Pada 5 September 1934, Sultan Sepuh Cirebon menganugerahkan surat kepada orangtuanya yang berisi izin membatik dengan motif keraton. Dokumen itu terpajang di ruang tamunya, berderet dengan foto kunjungan pejabat, seperti mantan Presiden Susilo Bambang Yudhoyono. Kerabat keraton pun beberapa kali memintanya membuat batik tulis.
”Hanya kami yang masih melestarikan batik peranakan Cirebon,” ujarnya. Kerusuhan di Trusmi pada masa penjajahan Jepang yang memaksa orang keturunan Tionghoa pindah ke Kota Cirebon, termasuk keluarganya. Meski demikian, Trusmi hingga kini tetap sebagai sentra batik Cirebon.
Adik Giok, Gouw Hong Kiauw atau Jeni, lebih dulu meneruskan usaha orangtuanya, Lina’s Batik. Giok yang terpaksa berhenti kuliah karena ayahnya berpulang ikut mengembangkan usaha keluarganya hingga membuka toko Kanoman Batik. Anaknya, Moniq Adriani (42), kini mengelola toko tersebut.
Sejatinya, Giok tidak hanya melanggengkan usaha batik keluarga, tetapi juga nilai berbagi dan toleransi. Nenek satu cucu ini tidak jarang membantu sekolah perajinnya meski tidak seiman dengannya. ”Sekarang, anaknya ada yang jadi guru dan bidan,” ujarnya.
Kami ini sudah tua. Sebentar lagi pergi, makanya butuh bantuan anak muda untuk menjaga toleransi.
Bahkan, ketika toko batiknya sepi ditelan pandemi Covid-19, Giok masih berupaya memberi bantuan sebisanya kepada 15 perajinnya meski tak rutin membatik. Para perajinnya kini hanya membatik di rumahnya jika ada pesanan.
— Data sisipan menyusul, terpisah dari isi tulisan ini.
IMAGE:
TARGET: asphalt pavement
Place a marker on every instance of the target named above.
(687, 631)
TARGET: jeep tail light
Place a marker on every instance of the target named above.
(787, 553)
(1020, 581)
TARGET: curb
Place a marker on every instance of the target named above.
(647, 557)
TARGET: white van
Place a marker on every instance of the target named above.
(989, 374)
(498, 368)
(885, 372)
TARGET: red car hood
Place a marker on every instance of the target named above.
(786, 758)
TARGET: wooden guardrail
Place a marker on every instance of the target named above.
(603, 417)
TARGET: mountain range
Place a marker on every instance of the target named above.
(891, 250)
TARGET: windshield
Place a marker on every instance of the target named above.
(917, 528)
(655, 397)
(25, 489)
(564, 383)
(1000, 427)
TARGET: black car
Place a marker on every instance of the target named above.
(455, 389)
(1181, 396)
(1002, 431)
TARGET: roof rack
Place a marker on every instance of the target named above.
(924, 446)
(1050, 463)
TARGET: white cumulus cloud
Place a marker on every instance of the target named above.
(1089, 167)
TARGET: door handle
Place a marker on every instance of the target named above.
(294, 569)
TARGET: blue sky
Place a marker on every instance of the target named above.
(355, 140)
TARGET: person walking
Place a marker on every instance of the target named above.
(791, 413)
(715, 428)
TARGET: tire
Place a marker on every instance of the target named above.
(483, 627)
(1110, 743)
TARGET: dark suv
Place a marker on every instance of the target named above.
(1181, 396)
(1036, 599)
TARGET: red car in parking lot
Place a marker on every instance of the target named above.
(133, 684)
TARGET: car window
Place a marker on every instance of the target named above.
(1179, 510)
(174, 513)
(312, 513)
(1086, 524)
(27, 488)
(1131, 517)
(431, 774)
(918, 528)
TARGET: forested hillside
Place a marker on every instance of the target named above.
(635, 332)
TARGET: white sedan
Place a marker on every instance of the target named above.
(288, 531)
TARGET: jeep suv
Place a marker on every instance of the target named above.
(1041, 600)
Giok bertekad mempertahankan batik peranakan dengan nilai saling menolong dan menghargai keberagaman hingga akhir usianya. Salah satu impiannya, membangun museum batik peranakan Cirebon. Ia ingin batik peninggalan keluarga yang berusia lebih dari seabad tidak selamanya terkurung dalam peti.
Hingga kini, Giok juga masih rutin membuat apem di bulan Safar dan dibagikan ke masjid tua, seperti yang dilakukan pendahulunya di Trusmi. Ia pun aktif membawa pemuda gereja ke keraton dan mendampingi pemuda lintas iman. ”Kami ini sudah tua. Sebentar lagi pergi, makanya butuh bantuan anak muda untuk menjaga toleransi,” tuturnya.